Likelihood Factorisation Strategy

Updated 24 April 2026

Likelihood Factorisation (LF) is a method that decomposes high-dimensional joint likelihoods by exploiting conditional independence for scalable computation across statistical models.
LF enables accurate surrogate training, principled marginal likelihood comparisons, and fast simulation-based inference in applications like epidemiology, high-energy physics, and CFD.
LF strategies employ algorithmic optimisations such as tokenised flow matching and group vertex tessellation to reduce simulation costs and achieve significant computational speedups.

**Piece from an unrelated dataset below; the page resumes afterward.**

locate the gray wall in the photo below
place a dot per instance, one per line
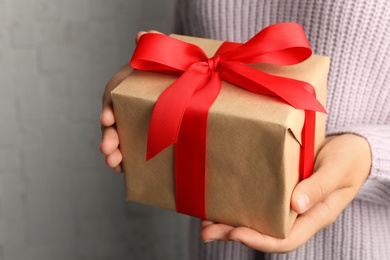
(57, 198)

The likelihood factorisation (LF) strategy is a mathematical and algorithmic approach for exploiting conditional independence or structural decomposability in statistical models, enabling the joint likelihood to be written as a (typically product) factorisation over subsets of data or variables. This framework appears in hierarchical simulation-based inference, discrete variable modeling, saddlepoint-based approximations, structured missing data, and fast event-rate computation, among other contexts. LF underpins efficient surrogate training, principled marginal likelihood comparison, scalable maximum-likelihood estimation, and fast Monte Carlo reweighting, as evidenced by recent developments across multiple research domains (Charles et al., 22 Apr 2026, LaTorre, 2021, Goodman, 2020, César et al., 2024, Vinci, 2024).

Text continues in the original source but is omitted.